Before the Reform Act of 1832, Cornwall could send more MPs to Westminster than the whole of Scotland. Among the Cornish boroughs was Fowey which was represented by two MPs.
In the early years of the nineteenth century there was much strife between the opposing parties in the town, the Rashleigh family and the Treffrys. Favours were given to those who could bring in the votes.
The case of Lieutenant Nicholls
Lieutenant Thomas Willcocks Nicholls was a keen supporter of the Rashleigh interests, but he wanted something in return. He had been out of service for three years because of an injury and was keen to get a command of a ship.
There is a letter from Lieut. Nicholls to William Rashleigh, who was one of the MPs for Fowey (the other was Robert Wigram). Timing was critical, as in April 1814 Napoleon had abdicated and soon there would little or no chance of being appointed to a command:
“Things having taken a material change since I had pleasure of seeing you, and as in all probability a Peace will soon take place and must again request again you solicit Lord Melville in my behalf and as His Lordship has promised you Sir, that he will appoint me to a vessel of the class I so much desire …”

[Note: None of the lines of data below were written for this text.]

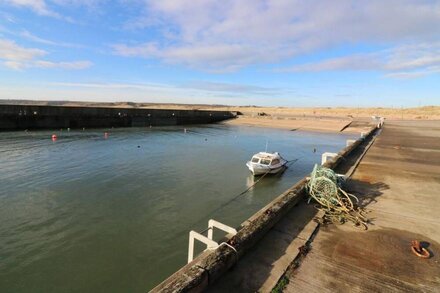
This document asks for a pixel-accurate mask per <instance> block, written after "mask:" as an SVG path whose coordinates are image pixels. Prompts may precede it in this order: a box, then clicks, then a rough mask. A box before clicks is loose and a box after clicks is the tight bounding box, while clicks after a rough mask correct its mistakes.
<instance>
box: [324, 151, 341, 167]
mask: <svg viewBox="0 0 440 293" xmlns="http://www.w3.org/2000/svg"><path fill="white" fill-rule="evenodd" d="M337 155H338V154H337V153H329V152H325V153H323V154H322V155H321V165H324V163H325V162H327V159H328V158H334V157H336V156H337Z"/></svg>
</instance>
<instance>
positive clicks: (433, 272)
mask: <svg viewBox="0 0 440 293" xmlns="http://www.w3.org/2000/svg"><path fill="white" fill-rule="evenodd" d="M347 188H348V189H349V191H351V192H352V193H354V194H357V195H360V196H361V197H360V198H361V200H362V204H363V205H364V206H366V208H367V209H368V210H370V211H371V213H370V214H369V215H368V216H369V218H371V219H372V225H370V226H369V230H368V231H359V230H357V229H354V228H353V227H352V226H350V225H342V226H335V225H330V226H328V227H323V228H320V230H319V232H318V234H317V235H316V237H315V239H314V241H313V243H312V249H311V251H310V253H308V255H307V256H306V257H305V258H304V261H303V262H302V264H301V265H300V266H299V268H298V269H297V270H295V271H294V272H293V273H292V274H290V275H289V276H288V278H289V279H290V282H289V284H288V285H287V287H286V288H285V290H284V292H318V291H319V292H347V291H350V292H439V291H440V258H439V256H440V233H439V231H440V222H439V221H438V213H439V211H440V200H439V199H440V198H439V193H438V191H439V190H440V122H439V121H412V122H404V121H402V122H388V123H387V124H385V127H384V130H383V132H382V134H381V135H380V136H379V137H378V139H377V140H376V142H375V143H374V145H373V146H372V147H371V149H370V150H369V151H368V152H367V154H366V155H365V157H364V158H363V159H362V161H361V163H360V164H359V166H358V168H357V169H356V170H355V172H354V173H353V176H352V179H351V180H350V182H349V184H348V186H347ZM412 240H418V241H421V242H422V244H423V245H425V247H427V249H428V250H430V251H431V254H432V257H431V258H430V259H421V258H419V257H417V256H416V255H415V254H413V252H412V251H411V249H410V245H411V241H412Z"/></svg>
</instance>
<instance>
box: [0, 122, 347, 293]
mask: <svg viewBox="0 0 440 293" xmlns="http://www.w3.org/2000/svg"><path fill="white" fill-rule="evenodd" d="M188 130H189V131H188V132H187V133H184V131H183V127H157V128H152V129H149V128H147V129H145V128H126V129H112V130H108V131H109V133H110V135H109V137H108V139H105V138H104V135H103V133H104V131H105V130H86V131H70V132H67V131H63V132H57V134H58V137H59V138H58V140H57V141H56V142H52V141H51V139H50V136H51V134H52V133H53V132H48V131H38V132H27V133H25V132H4V133H0V292H104V291H105V292H145V291H146V290H148V289H150V288H152V287H153V286H154V285H156V284H157V283H158V282H160V281H161V280H163V279H164V278H165V277H167V276H168V275H169V274H170V273H172V272H174V271H175V270H176V269H177V268H179V267H180V266H182V265H184V264H185V262H186V257H187V249H188V243H187V242H188V233H189V231H190V230H192V229H193V230H203V229H204V228H205V227H206V226H207V222H208V219H210V218H213V219H217V220H219V221H221V222H224V223H225V224H228V225H231V226H237V225H239V224H240V223H241V222H242V221H244V220H245V219H246V218H248V217H249V216H250V215H252V214H253V213H254V212H256V211H257V210H259V209H260V208H261V207H263V206H264V205H266V204H267V203H268V202H269V201H270V200H272V199H273V198H275V197H276V196H277V195H279V194H280V193H281V192H283V191H284V190H286V189H287V188H288V187H290V186H291V185H293V184H294V183H295V182H296V181H298V179H300V178H302V177H303V176H304V175H306V174H307V173H309V172H310V171H311V169H312V166H313V164H314V163H315V162H319V161H320V153H322V152H323V151H338V150H340V149H341V148H342V147H344V145H345V140H346V139H347V138H349V136H347V135H340V134H322V133H308V132H299V131H297V132H291V131H285V130H274V129H264V128H248V127H235V126H224V125H214V126H201V127H200V126H197V127H195V126H194V127H188ZM266 141H269V148H268V150H276V151H279V152H281V154H282V155H283V156H284V157H285V158H286V159H294V158H300V160H299V161H298V162H297V163H295V164H294V165H292V166H291V167H290V168H289V169H287V170H286V171H285V172H284V173H283V174H282V175H281V176H275V177H266V178H264V179H263V180H262V181H261V182H260V183H258V184H257V185H256V186H255V187H254V188H253V189H252V190H251V191H250V192H248V193H247V194H245V195H243V196H241V197H239V198H237V199H236V200H235V201H232V202H231V203H229V204H227V205H225V203H227V202H229V201H230V200H231V199H232V198H234V197H235V196H236V195H237V194H238V193H240V192H241V191H243V190H245V189H246V188H247V187H248V186H249V185H251V184H252V182H253V177H252V176H250V174H249V171H248V170H247V168H246V166H245V162H246V160H248V159H249V158H250V156H251V155H252V154H253V153H256V152H258V151H262V150H264V149H265V145H266ZM313 148H316V149H317V152H316V153H313Z"/></svg>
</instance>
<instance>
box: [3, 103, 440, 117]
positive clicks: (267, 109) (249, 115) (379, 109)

Nicholls duly received his orders and was sent, not to the Cornish coast, but with despatches to his previous patron, Cochrane, now Vice Admiral of the American Atlantic and Gulf Coasts. Cochrane himself was no stranger to politics or to Fowey, having been the MP for Stirling Burghs from 1800 to 1806 and an unsuccessful candidate in the Fowey election of 1806.

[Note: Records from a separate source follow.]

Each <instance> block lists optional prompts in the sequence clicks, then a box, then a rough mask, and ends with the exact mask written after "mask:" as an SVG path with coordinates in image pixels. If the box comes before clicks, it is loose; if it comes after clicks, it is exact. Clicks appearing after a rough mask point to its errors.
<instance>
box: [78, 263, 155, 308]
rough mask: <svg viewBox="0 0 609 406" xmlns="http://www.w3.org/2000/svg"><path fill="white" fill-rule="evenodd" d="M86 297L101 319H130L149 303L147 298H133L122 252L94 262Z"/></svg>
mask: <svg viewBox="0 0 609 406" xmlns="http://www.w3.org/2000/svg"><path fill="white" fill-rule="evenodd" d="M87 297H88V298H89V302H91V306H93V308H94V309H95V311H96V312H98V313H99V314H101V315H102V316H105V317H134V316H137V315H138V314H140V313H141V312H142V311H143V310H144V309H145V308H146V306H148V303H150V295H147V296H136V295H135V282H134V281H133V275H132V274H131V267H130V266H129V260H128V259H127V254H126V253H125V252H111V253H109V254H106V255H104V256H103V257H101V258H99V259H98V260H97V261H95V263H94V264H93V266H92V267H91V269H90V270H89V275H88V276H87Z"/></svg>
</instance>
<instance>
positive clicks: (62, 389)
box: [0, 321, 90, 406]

By October 1815 the Bramble was back in Plymouth and Nicholls had his big reward. The Royal Cornwall Gazette reported the sale of the prize Triton, captured by Lieutenant Nicholls of the Bramble: “A brig of 278 tons, captured while bound from Bordeaux to Guadeloupe complete with her cargo of 274 hogsheads of claret, seven casks of white wine, plus other consumables”.